"...I became the the best cop in the world. I became Kung Fury."
Kung Fury started as a delightful mash-up of everything you’d get by mashing up “The 80s” if you weren’t actually alive then. Neon, computer hacking, barbarian women with Vulcan mini-cannons, and obviously, Kung Fu.
Arcade games were part of that, too, and now Kung Fury: Street Rage – Ultimate Edition comes to the Switch as a set of (very) simple brawlers that harken back to the days of plopping tokens into cabinets at Bally’s Aladdin’s Castle.
I say “very simple” because while you have a choice of four characters how have styles, the play is exactly the same for all; 8 bit enemies rush at you, and—using Left or Right—you have to time your attacks to take them down. There’s no jump, no power ups, no pieces of meat to eat to restore your health (yum!), just waves of thugs whom you can take down. Mistime your attack and you’ll lose a heart. Lose three hearts, and it’s game over.
Even though it resembles a Double Dragon type game, your movements in Kung Fury are literally limited to attacking left and right. You can move only by making an attack, which may briefly take you out of an enemy’s attack zone, but that’s it.
The Ultimate Edition is divided into four modes: a tutorial, then Kung Fury: Street Rage (an endless brawler), Kung Fury: the Arcade Strikes Back (a single player “story” mode with multiple levels) and Kung Fury: A Day at the Beach (story mode with a 2-player option).

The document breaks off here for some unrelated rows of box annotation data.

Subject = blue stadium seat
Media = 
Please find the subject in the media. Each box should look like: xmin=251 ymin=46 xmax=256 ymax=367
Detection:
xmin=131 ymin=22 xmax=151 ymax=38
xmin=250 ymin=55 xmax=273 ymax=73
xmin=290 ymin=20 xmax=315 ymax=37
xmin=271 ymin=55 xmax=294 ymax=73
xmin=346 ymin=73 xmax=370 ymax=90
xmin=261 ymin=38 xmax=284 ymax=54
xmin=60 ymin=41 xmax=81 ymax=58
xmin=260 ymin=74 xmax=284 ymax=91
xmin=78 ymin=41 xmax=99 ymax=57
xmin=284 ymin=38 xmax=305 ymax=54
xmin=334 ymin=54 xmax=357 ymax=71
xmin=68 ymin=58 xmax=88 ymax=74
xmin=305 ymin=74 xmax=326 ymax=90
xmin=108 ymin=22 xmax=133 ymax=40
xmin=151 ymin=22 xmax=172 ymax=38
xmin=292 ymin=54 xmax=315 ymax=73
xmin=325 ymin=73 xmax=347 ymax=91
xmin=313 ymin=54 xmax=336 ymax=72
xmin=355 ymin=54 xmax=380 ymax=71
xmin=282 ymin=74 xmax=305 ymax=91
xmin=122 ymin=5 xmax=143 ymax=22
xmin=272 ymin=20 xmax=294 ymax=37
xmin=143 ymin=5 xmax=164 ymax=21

Despite the simplicity of the gameplay, it is quite challenging, especially in the final waves where enemies swarm you and choosing which to attack is crucial to victory.
There’s no great deal of difference in the versions of the game, and the story consists simply of going to a different location and beating people up. But it’s an entertaining enough diversion, which is also how I’d review the original film.
Review: Kung Fury: Street Rage – Ultimate Edition (Nintendo Switch)
The action in Kung Fury: Street Rage – Ultimate Edition is as basic as can be for an ’80s-inspired arcade brawler, but it captures the tone of the source material (not to mention many of the characters) in a manner that’ll please fans of the original short film.